Y aurait-il un dénominateur commun, un lien entre ces événements et positionnements d’une partie de la classe politique et de l’opinion ? Depuis trois ans, nous avançons une hypothèse : l’arabo-islamophobie, ou plus trivialement l’appréhension, la « peur des barbus ».

De quoi s’agit-il ? D’un processus psychosocial qui combine une défiance et une méfiance, amalgamant un attribut ethnique ou culturel – arabe – et une religion – l’islam.

Tout d’abord, une méfiance du monde arabe qui s’explique avant tout par le contentieux historique qui lie la nation française et le Maghreb, en particulier avec l’Algérie.

Ensuite, une défiance politique et médiatique de la religion musulmane qui devient un véritable repoussoir pour les Blancs chrétiens ou athées, religion réduite à ses instrumentalisations radicales et politiques.

Il ne s’agit en aucun cas de nier les dérives politiques, qui vont jusqu’à provoquer la terreur et le terrorisme qui sévit à l’échelle internationale. Mais « combien de troupes » islamistes, radicales en France ? Sont-ils musulmans comme ils le proclament ou idéologues menant un combat politique contre l’Occident, qui est, faut-il le rappeler, loin d’être l’objet et la finalité du Coran, combat opposé à la conception du salut par la justice et la paix développée par la religion musulmane ?

Cette double appréhension, qui opère une association et une confusion entre un caractère ethnique et une phobie religieuse, s’auto-entretient et s’installe progressivement dans notre mémoire collective. Elle constitue aujourd’hui le facteur explicatif de la difficulté de s’intégrer pour les musulmans issus de l’immigration. Jusqu’à ces semaines dernières, il était difficile d’en parler. Pourquoi ? « Sujet délicat », voire « tabou » et « aucune preuve scientifique » n’existe, pouvait-on entendre dire. Il est vrai : aucune enquête ne venait appuyer cette hypothèse .

Or, depuis début avril, ce n’est plus le cas. L’enquête est bel et bien là : le rapport dirigé par le professeur Laitin (Stanford) montre la forte discrimination à l’égard des musulmans issus de l’immigration. Les résultats sont éloquents. D’une part, un testing sur CV révèle que les musulmans issus de l’immigration ont 2,5 fois moins de chances d’obtenir un entretien d’embauche que leurs homologues chrétiens. D’autre part, ils ont un revenu mensuel inférieur de 400 euros en moyenne à celui des chrétiens. CQFD.
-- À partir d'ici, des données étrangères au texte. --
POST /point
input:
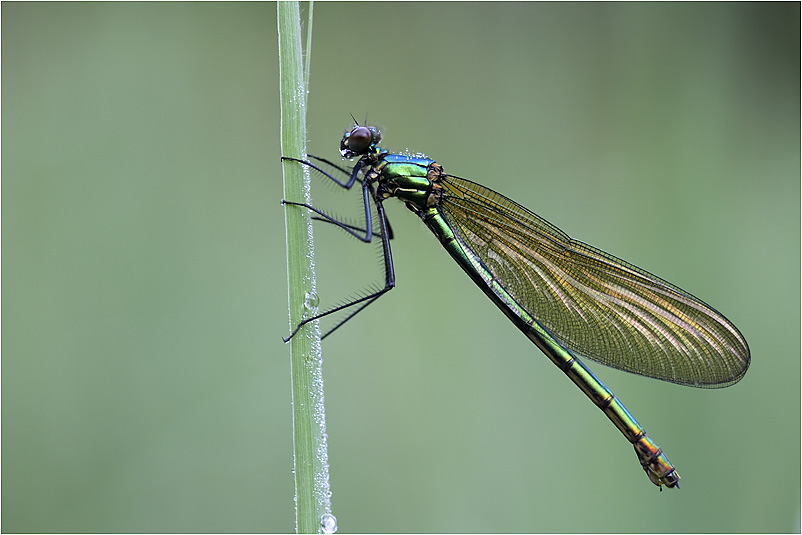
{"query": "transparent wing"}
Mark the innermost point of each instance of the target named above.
(593, 303)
Maintenant, que faire ? Trois propositions.

En premier lieu, débattre politiquement, en discuter avec la société civile musulmane : organiser des États généraux.
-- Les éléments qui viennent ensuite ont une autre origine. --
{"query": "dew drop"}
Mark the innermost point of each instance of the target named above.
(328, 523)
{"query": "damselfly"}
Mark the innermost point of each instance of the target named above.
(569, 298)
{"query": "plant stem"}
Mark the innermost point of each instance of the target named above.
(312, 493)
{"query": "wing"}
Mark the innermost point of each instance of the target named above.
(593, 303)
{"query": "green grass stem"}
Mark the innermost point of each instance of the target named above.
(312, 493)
En deuxième lieu, reformuler nos politiques d’intégration en matière économique, en les ciblant sur ce public fortement discriminé sous l’impulsion de la HALDE (Haute Autorité de lutte contre les discriminations et pour l’égalité).

En troisième lieu, encourager toutes les expériences d’intégration sur le plan culturel et social en banlieue ou ailleurs. Une expérience singulière existe d’ailleurs depuis trois ans : la formation des cadres cultuels et culturels musulmans (1). L’enjeu : former des acteurs, des « intellectuels organiques » (Gramsci) pour les musulmans de France, en particulier issus de l’immigration.
Autrement dit, faire en sorte que des intellectuels de confession musulmane soient non seulement légitimes auprès de leur communauté d’origine, mais aussi auprès des pouvoirs publics ainsi qu’aux yeux de l’opinion publique pour favoriser l’intégration de tous les musulmans.
En effet, l’intégration des juifs, des protestants dans une société majoritairement catholique, mais aussi celle des Polonais, des Italiens ne s’est-elle pas faite aussi grâce à des grandes figures, des « intellectuels organiques » ?

Ce qui est certain, c’est si nous n’agissons pas maintenant et que nous ne traitons pas le mal à sa racine, les banlieues concentrant la majorité des musulmans issus de l’immigration, elles, imploseront encore une fois, mais pour la dernière fois. À bon entendeur, salut !


(1) Former des imams pour la République. L’exemple français (sous la dir. d’Olivier Bobineau), CNRS Éditions, 2010.


* Olivier Bobineau, sociologue des religions, chercheur au Groupe Sociétés, Religions, Laïcités (CNRS/EPHE), est maître de conférences à l’Institut catholique de Paris et à Sciences-Po Paris.